More than 100 parents and students attended the firs meeting to address overcrowding in Howard County schools, listening last night to projections of increases in student enrollment as well as redistricting proposals likely to be presented to the Board of Education.

The 11,000 additional students expected in county schools by 1999 -- an increase of close to 40 percent -- will require everybody to compromise, said Associate Superintendent Maurice Kalin, who led the meeting.

"The reality is, everyone's going to have to give and take," he said.

Among the school system's projections for 1999:

* Kindergarten enrollment will increase by 305 students, or 25 percent. First- through fifth-grade enrollment, meanwhile, will increase by roughly 4,200 students -- a 33 percent jump. Twenty-five of 30 elementary schools will be overcrowded. Only schools in Columbia will be under capacity.

* Middle school enrollment will increase by 2,900 students, or 42 percent. Ten of 13 schools are expected to be overcrowded, and two new schools are recommended to be built to accommodate the new students.

* High school enrollment will increase by 4,000 students, or close to 50 percent. All eight high schools will be overcrowded. Two high schools -- one in River Hill and one in Long Reach -- are scheduled for construction to relieve overcrowding.

While Mr. Kalin sketched a plan of what he expects to present to the five-member Board of Education, he said he and the board will work with the public to set boundary lines.

Mr. Kalin also said he will take into account a number of factors -- including transportation costs, and students' educational welfare and socioeconomic status -- when he makes recommendations for redistricting. His proposal goes to the board Jan. 25 at its bimonthly meeting.

On the elementary school level, Mr. Kalin suggested boundary lines for the new Rockburn Elementary School on Montgomery Road in Elkridge. Students living in the area bounded by Interstate 95 and Meadowridge Road, Bonnie Branch and Route 103 and the new Route 100 will be sent to Rockburn to ease overcrowding at Elkridge, Waterloo and Worthington elementary schools.

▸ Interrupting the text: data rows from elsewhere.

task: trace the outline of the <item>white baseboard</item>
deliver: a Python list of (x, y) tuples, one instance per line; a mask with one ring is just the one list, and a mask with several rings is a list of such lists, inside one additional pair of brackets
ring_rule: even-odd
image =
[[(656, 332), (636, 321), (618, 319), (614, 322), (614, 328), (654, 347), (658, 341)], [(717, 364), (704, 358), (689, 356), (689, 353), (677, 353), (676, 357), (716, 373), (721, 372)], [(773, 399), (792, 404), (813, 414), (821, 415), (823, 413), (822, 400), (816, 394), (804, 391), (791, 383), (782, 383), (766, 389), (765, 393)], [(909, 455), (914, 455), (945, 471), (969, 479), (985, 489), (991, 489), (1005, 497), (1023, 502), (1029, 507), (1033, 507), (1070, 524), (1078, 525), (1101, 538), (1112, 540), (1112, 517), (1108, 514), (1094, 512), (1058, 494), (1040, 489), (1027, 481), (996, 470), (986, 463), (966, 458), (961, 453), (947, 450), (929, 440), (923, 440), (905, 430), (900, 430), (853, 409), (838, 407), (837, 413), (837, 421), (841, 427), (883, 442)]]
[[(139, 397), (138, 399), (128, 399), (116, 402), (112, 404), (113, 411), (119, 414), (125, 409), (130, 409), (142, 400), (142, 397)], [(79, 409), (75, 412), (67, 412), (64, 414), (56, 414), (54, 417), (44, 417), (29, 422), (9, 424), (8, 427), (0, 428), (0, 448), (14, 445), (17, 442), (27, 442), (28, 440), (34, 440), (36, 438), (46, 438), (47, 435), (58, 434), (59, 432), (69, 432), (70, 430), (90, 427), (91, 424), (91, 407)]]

Mr. Kalin also proposes to increase capacity at the Bollman Bridge school next year and add two new schools in the northeastern region in 1996 and 1999.

Some students at the Clemens Crossing school may be redistricted to Pointers Run in 1994, and some students at St. John's Lane may be redistricted to Worthington or a school in Columbia in 1994.

On the middle school level, students living in the area bounded by Route 32 and Folly Quarter, Forsythe and Underwood roads will probably be redistricted to the new Mount View Middle School in Marriottsville. These students live in Waverly and West Friendship, and must be moved to relieve overcrowding at Patapsco Middle School, Mr. Kalin said.

Hammond Middle School, meanwhile, may expect eight to 10 portable classrooms to accommodate students while a new middle school -- scheduled to open in 1997 -- is being built.

On the high school level, Wilde Lake will close in 1994 for two years for renovations. While students from there attend the newest high school on Trotter Road during the renovation period, others living in the Dorsey Hall, Hobbits Glen, Longfellow and Beaverbrook neighborhoods may also join them. Some in the Centennial district now may be redistricted at the western school on Trotter Road permanently. Some in the Mount Hebron area may be moved into the Centennial area and others into the Wilde Lake area.

Atholton and Glenelg, meanwhile, will likely be redistricted in 1996.

Mr. Kalin, who uses a system of counting students and compiling their grade levels in geographical areas, says his goal is not to move elementary and middle school students more than once in three years.